HR’s most common firing mistakes

HR professionals around Australia are still making these costly procedural errors when terminating employees for misconduct and performance issues.

As most HR professionals know, it's critically important to follow correct termination procedures to minimise the risk of unfair dismissal or adverse action claims. But it seems that the Australian HR profession are still making several errors when it comes to firing staff.
 
Common firing mistakes include considering if the dismissal is for a valid reason, and if procedural fairness is followed during the termination process, says Patrician Ryan, Principal at The Workplace employment lawyers.
 
Ryan sat down with HC Online to talk about some of HR’s most common firing mistakes and share her advice on how HR managers can safely navigate the legal minefield.
 
“Common mistakes made in terminations are failing to consider both the substantive grounds for dismissal (the reason for the dismissal) and to ensure the dismissal is procedurally fair; that is ensure dismissals are both substantively and procedurally fair,” Ryan says.
 
Common mistakes in terminations for non-performance are: 
  • Failing to have performance-managed the employee prior to terminating;
  • Not bringing performance issues to the attention of the employee;
  • Failing to have provided warnings that further non-performance may result in termination;
  • Failing to give the employee an opportunity to respond to allegations of non-performance;
  • Failing to give the employee the opportunity to respond to the decision to terminate;
  • Failing to keep adequate records to support a history of performance management and warnings given
 
Mistakes when terminating for misconduct:
  • Lack of evidence through a poor investigation
  • Waiving past misconduct - if an employer knew about instances of past misconduct but did not act at the time, the Fair Work Commission will not find favourably for the employer if they then terminate for the same conduct that was accepted previously. (An issue being argued in the ANZ trader case)
  • Inconsistency in the way employees are treated - inconsistent treatment of employees may be considered harsh on the employee who is subject to the more serious disciplinary action.  For example, where employees are fighting in the workplace and one employee who was involved in the fight is disciplined but the other is not, this would be considered harsh.
  • Lack of procedural fairness:
    • Employee denied the opportunity to respond.
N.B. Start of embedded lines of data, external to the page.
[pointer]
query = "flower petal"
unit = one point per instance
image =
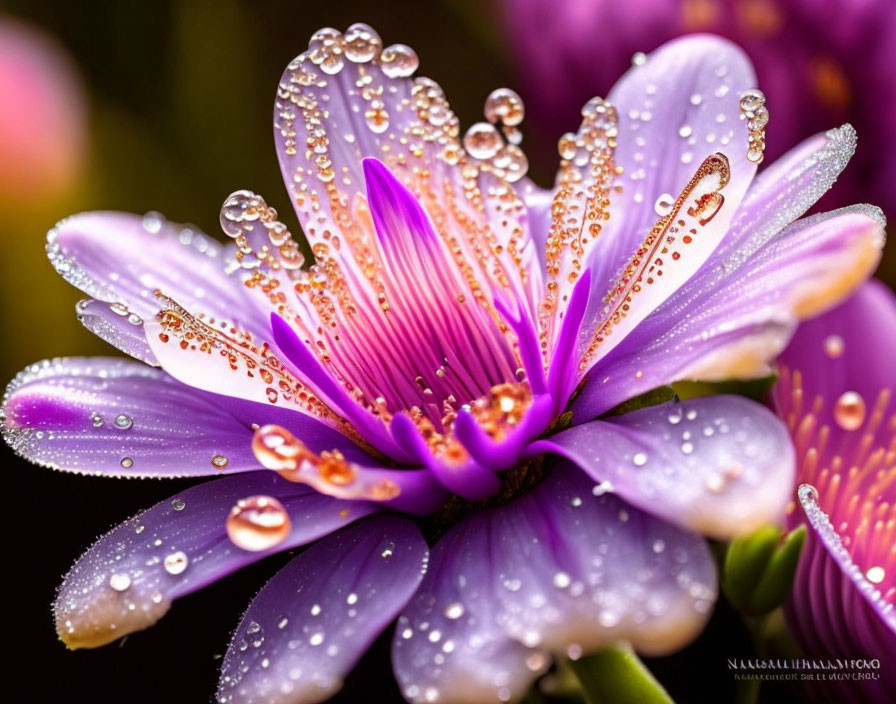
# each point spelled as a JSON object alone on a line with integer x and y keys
{"x": 127, "y": 580}
{"x": 677, "y": 108}
{"x": 677, "y": 114}
{"x": 559, "y": 570}
{"x": 313, "y": 621}
{"x": 114, "y": 323}
{"x": 835, "y": 608}
{"x": 720, "y": 465}
{"x": 123, "y": 258}
{"x": 734, "y": 325}
{"x": 116, "y": 417}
For example, if an employee is stealing from their employer then there is a substantive reason for them to be dismissed, but if they have not had any opportunity to respond to allegations of stealing then there will be a lack of procedural fairness.
    • Lack of procedural fairness during the termination itself includes denying the employee the option to have a support person present at any meetings, or giving the employee lack of notice of the meeting, Ryan says.
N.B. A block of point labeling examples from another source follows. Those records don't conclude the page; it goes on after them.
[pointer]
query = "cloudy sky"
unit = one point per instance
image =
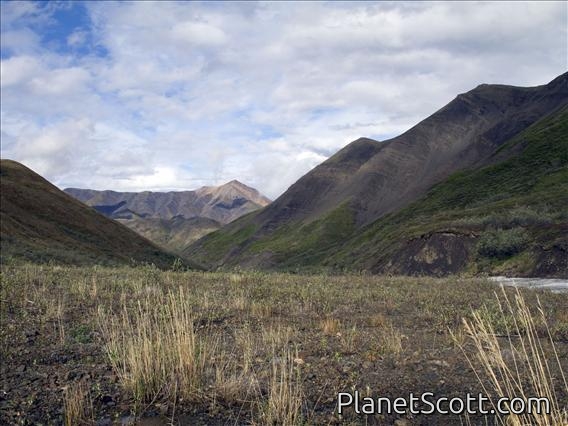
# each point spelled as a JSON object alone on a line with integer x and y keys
{"x": 171, "y": 96}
Failing to notify the employee of what the meeting is about and who will be present and failure to consider other options to termination such as warning or suspension or demotion will also be considered as lack of procedural fairness.
 
Ryan says the biggest risk for employers when mistakes are made during termination is an unfair dismissal claim.
 
“Unfair dismissal claims can be costly, time consuming and a huge distraction,” she says.
 
As the assessment of unfair dismissal claims is based on whether the termination was harsh, unjust or unreasonable, HR managers who make any of the mistakes set out above could contribute to a finding that an employer’s termination of their employee was harsh, unjust or unreasonable.
 
Ryan says another notable legal risk is an adverse action claim, where an employee can bring an adverse action claim against the employer when action – including termination – has been taken against them for exercising a workplace right.
 
“It may arise from a termination if the employee believes that their dismissal was for not for the stated reason, but instead claims it was because of the exercise by the employee or a workplace right, such as making a health and safety complaint or for discriminatory reasons such as taking carer’s leave to care for a child,” Ryan explained.
 
“Adverse action claims are just one example of why keeping good records is essential,” she says.
 
However, HR can avoid these legal risks by ensure the above points are considered and addressed, Ryan says.